At Carnegie, Story performed Solid Colors in its entirety for the first time, delighting the audience with jokes (“Did this album come out when I was 11?”) and anecdotes about its conception (“Things With Wings” was named so because her pet parakeet flew over and landed on the piano while she was writing it). Her playing was focused but not beholden to the material’s recorded incarnations, as she wove in subtle melodic variations, inverted chords, and tempo shifts. The Solid Colors portion closed with a cover of Evans’ plaintive “Peace Piece,” another nod to Story’s pre-Windham Hill transformation from classical automaton to free-spirited improviser.
“Let’s say there are five takes of me playing a song on Solid Colors, including the one that ended up on the album,” says Story, who alternately quotes Leonard Bernstein, e.e. cummings, a New Yorker cartoon, and the Cistercian Trappist monk Thomas Merton in our conversation. “If you were to listen to the other four, you’d go, that’s the same piece? I remember once after a show I was signing CDs and this woman said, I wish you would have played blah blah blah, and I went, ooh, I did (laughs). Last Saturday night, people who have listened a lot to Solid Colors may have watched me and thought, that was interesting. What? She did what? I’m a little goofy that way.”
Spending time with Ackerman reminded Story of both the camaraderie between and virtuosity of the core Windham Hill artists in the ‘80s, a vibe best captured on the essential 1982 album An Evening With Windham Hill Live. She remembers the major key-favoring Winston once playfully asking her why she began her song “Wedding Rain” with such dissonant notes, and another instance when Hedges almost scared her off from playing one of her own compositions.
“The very first time that I met Michael, we were doing a show with a bunch of us from the label,” she says. “Michael was sitting at the piano already. He was playing [the title track from] Solid Colors and I went, what? I thought he was just a guitarist! I said to myself, I hope I play the song that well later tonight.”
Looking ahead, Story won’t rule out recording some new compositions (“Actually, I did start something, but I decided, no … not until after Carnegie”), but, inspired by the outpouring of support in the wake of her illness, is more interested in utilizing her future concerts as a way to give back to humanity at large. Her next scheduled show will be Jan. 19 at the Buckman Performing and Fine Arts Center in Memphis.

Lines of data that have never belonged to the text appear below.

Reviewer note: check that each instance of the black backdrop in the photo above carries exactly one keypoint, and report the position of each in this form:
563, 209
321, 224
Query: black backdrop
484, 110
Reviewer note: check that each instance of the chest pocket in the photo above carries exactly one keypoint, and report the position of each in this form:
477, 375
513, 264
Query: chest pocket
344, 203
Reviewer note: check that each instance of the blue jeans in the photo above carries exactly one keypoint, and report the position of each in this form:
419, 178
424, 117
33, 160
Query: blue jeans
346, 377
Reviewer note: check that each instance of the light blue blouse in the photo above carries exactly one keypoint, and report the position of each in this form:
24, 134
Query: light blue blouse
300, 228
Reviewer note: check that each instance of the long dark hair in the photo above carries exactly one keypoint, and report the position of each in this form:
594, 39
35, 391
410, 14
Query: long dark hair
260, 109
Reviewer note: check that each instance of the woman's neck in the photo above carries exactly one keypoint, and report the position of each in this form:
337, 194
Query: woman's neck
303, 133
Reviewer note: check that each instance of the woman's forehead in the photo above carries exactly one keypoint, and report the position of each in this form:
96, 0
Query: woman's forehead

“I was a caregiver for my parents for several years before they died, so I’m very interested in doing some concerts that could benefit other people,” she says. “I would look forward to that. I would like to be able to have the feeling that I’m not just on the road making money and touring, so if you have some deep, profound thing you want to support, let me know.”
Best of all, Story has rekindled her love of the piano, which has been a crucial palliative during a time of great personal challenge. “It’s not just a state of mind,” she says, walking over to Hoefer’s Steinway Grand to demonstrate the difference between a major scale and its individual triads. “It’s an actual feeling, of an energetic quality. It’s like going for a walk as opposed to just thinking about something. The physical nature of it is so essential and brings you into the intimacy of the moment. My entire musical everything is at the piano.”